Alternatively, the visual control may offer a predefined list of industries presented in a menu format, affording the end-user the convenience of selecting from predetermined options. This menu can be hierarchically structured, such that the user begins by choosing a general industry sector, subsequently prompting them to make further, more specific category selections. This hierarchical approach streamlines the search process.
The GUI has a bifurcated structure, featuring two principal delineations: the input section, labeled as 214, and the output section, identified as 216. The input section 214 is architected to accommodate dual input modalities, thereby enhancing user-driven query capabilities.
The first input modality is characterized by discrete, opt-in selections embodied as checkboxes. In this instantiation, these checkboxes are linked to various industry sectors, encompassing domains such as legal, medical, technical, retail, and the like. As previously stated, a hierarchy framework can be instantiated to augment the granularity of the search functionality.

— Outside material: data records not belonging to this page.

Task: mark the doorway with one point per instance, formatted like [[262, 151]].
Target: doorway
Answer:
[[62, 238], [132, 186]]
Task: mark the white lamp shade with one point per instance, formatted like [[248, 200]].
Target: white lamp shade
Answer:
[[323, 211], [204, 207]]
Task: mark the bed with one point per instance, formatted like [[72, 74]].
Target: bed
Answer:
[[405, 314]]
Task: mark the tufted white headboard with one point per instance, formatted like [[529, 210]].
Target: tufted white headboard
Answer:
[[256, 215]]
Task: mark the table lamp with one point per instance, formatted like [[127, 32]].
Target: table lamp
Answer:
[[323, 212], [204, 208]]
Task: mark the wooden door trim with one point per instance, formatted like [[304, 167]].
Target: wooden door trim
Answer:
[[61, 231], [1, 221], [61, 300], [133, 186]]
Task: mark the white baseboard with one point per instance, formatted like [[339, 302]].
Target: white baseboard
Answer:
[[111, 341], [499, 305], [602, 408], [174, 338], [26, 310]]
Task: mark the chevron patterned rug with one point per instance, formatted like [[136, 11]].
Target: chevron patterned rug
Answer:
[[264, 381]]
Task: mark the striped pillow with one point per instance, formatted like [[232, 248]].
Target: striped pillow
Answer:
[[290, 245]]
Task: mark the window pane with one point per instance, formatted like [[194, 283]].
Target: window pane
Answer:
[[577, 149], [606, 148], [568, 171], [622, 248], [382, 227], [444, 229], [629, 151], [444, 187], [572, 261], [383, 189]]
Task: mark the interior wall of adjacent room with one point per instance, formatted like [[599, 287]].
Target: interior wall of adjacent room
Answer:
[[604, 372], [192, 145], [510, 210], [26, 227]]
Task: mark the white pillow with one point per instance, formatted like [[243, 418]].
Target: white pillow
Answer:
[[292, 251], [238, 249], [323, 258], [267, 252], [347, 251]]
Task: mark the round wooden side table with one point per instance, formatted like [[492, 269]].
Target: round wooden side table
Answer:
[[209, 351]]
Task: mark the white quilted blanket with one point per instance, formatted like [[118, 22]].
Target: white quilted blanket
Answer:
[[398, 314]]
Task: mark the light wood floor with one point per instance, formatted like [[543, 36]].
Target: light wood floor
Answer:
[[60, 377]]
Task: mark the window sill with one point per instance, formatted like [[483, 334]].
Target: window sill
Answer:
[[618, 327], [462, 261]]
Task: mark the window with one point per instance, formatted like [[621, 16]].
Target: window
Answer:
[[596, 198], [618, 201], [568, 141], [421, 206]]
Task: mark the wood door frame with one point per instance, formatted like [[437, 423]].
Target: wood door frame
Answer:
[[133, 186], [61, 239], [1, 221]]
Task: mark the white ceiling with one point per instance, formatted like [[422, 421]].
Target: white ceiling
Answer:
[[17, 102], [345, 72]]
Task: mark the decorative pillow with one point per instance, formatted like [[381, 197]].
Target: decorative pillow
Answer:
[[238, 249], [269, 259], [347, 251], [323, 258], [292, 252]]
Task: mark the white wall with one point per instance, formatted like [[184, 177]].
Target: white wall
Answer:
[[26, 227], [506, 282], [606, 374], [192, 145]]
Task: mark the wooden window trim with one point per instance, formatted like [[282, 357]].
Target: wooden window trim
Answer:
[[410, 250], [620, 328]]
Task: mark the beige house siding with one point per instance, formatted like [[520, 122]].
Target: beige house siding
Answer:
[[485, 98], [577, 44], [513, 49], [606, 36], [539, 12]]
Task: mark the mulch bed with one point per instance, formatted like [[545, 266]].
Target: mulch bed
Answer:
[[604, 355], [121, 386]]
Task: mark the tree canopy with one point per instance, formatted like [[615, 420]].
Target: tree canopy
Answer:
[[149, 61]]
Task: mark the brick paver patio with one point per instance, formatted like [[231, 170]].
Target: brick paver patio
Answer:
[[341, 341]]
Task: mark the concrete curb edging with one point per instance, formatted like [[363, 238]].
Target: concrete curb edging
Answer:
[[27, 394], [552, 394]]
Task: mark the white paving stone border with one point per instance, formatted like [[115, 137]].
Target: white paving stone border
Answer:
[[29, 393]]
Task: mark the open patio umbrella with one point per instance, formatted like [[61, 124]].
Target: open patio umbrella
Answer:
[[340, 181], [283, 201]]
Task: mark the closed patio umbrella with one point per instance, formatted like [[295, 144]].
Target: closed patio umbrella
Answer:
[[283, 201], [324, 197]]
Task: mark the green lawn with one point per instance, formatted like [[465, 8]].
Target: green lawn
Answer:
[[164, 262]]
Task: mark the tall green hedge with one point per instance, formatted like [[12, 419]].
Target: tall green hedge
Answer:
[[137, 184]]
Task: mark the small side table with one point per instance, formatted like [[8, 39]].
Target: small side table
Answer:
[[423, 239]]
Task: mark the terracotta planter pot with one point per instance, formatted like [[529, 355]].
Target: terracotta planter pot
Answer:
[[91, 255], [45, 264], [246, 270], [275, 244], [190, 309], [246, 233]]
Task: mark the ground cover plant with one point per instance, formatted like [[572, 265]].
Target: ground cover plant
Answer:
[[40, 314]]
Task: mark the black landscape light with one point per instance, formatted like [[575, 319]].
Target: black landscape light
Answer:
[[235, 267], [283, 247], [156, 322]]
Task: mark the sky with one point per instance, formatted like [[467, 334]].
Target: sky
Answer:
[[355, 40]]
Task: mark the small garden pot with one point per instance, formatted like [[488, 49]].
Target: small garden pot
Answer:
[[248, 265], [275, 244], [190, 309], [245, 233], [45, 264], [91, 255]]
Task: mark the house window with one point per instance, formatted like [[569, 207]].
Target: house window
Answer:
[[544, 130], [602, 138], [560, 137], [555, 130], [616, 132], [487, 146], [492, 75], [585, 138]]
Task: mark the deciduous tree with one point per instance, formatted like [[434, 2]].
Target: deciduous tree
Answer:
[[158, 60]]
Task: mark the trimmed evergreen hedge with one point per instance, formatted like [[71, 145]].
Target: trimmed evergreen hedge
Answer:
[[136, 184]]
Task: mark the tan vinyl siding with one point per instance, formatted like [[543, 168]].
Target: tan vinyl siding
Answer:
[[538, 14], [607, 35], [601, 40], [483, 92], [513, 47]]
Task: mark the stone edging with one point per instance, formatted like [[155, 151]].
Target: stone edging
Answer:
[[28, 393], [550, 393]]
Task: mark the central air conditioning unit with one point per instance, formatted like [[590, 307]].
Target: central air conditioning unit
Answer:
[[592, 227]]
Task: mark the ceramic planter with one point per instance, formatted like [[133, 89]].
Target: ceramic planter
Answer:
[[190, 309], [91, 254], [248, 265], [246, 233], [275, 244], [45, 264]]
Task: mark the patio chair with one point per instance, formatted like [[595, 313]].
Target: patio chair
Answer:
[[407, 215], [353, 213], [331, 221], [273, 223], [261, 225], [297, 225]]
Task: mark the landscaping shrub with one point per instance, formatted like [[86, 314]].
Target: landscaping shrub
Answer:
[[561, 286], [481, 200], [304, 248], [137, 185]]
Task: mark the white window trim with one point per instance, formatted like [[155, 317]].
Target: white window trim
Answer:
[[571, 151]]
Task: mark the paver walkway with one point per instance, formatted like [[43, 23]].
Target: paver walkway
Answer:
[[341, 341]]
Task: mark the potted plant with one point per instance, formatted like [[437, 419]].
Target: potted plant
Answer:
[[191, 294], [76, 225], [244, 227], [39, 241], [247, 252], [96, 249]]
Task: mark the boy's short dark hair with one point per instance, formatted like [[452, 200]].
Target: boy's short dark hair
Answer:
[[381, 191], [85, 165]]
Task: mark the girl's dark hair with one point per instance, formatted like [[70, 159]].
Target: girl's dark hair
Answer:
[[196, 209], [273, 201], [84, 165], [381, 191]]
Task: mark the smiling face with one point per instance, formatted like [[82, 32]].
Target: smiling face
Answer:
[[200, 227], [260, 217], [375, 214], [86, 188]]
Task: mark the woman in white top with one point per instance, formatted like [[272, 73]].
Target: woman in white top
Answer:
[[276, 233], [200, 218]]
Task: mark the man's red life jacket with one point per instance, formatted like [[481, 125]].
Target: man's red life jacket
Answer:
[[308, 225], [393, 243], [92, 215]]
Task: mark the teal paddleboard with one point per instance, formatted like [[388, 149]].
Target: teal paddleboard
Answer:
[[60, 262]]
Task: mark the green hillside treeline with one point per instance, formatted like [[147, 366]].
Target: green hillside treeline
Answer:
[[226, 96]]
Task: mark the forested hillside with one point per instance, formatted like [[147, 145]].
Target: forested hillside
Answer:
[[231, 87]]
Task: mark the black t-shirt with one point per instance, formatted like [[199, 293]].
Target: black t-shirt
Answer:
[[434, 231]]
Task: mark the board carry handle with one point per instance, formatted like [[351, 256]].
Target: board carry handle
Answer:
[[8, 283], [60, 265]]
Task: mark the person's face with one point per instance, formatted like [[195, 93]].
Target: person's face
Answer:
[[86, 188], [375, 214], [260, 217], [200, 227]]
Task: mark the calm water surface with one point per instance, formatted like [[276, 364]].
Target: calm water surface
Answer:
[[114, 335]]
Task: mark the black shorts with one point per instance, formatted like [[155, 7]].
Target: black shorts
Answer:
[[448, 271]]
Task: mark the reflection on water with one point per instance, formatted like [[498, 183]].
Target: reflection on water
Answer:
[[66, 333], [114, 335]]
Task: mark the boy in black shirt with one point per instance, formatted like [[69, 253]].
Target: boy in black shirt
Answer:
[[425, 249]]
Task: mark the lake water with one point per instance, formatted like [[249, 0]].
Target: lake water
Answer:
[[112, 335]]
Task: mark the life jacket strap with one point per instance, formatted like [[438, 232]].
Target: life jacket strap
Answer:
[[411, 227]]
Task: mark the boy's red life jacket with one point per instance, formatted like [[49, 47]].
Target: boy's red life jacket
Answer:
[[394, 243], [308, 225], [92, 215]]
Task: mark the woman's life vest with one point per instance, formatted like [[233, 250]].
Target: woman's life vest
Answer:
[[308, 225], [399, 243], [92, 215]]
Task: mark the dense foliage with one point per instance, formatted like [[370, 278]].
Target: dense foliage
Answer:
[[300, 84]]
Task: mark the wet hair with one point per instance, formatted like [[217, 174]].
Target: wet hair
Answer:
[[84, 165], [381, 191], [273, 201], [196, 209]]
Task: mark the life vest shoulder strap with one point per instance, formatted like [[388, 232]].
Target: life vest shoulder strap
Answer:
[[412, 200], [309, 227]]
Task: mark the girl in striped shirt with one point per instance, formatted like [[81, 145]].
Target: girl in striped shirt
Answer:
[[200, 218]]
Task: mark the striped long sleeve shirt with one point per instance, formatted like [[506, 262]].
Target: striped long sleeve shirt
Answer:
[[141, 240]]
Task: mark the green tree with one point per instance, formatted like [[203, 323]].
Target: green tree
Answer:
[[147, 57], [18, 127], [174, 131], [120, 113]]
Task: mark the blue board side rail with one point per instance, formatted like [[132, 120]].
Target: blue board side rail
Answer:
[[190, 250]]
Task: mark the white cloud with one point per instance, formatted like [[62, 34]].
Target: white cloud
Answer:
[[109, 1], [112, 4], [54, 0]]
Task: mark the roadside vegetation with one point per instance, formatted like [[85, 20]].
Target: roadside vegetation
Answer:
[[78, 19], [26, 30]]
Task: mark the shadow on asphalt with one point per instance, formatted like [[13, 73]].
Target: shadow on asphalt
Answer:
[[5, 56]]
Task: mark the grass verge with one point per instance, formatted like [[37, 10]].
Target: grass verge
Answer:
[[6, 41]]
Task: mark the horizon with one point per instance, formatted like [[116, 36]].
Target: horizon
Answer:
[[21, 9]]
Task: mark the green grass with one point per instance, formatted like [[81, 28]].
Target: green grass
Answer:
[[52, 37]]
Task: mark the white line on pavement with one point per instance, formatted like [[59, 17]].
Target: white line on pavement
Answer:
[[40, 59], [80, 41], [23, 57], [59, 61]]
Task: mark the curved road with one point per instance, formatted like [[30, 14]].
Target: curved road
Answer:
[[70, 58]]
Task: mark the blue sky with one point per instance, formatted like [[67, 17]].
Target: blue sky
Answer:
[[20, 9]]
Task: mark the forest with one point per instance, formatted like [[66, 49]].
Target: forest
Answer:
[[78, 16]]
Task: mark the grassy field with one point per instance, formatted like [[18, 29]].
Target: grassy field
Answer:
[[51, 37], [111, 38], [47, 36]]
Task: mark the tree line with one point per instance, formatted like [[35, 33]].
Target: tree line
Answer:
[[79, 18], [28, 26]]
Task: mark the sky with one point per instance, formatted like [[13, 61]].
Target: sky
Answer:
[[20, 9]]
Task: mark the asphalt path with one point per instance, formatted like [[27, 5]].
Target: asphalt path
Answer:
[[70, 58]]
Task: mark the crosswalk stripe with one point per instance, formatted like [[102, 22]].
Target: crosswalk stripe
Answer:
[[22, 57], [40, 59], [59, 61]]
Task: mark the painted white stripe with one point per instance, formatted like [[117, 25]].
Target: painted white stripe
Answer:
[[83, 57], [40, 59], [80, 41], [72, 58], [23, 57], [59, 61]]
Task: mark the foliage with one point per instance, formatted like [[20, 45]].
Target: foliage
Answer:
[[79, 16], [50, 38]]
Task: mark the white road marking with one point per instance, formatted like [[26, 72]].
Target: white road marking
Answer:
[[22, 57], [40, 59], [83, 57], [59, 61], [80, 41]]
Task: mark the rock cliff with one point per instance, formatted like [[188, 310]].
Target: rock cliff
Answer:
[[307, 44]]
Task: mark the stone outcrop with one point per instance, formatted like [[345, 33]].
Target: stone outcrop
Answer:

For instance, upon the user's selection of a particular industry sector through a checkbox, the visual control dynamically expands, providing supplementary layers of choices, thus allowing the user to further delineate and refine their search criteria. By way of illustration, the selection of the “medical” category triggers the presentation of a cascading menu, thereby providing additional sub-options nested within the overarching “medical” classification, covering facets such as dentistry, plastic surgery, and analogous specialties.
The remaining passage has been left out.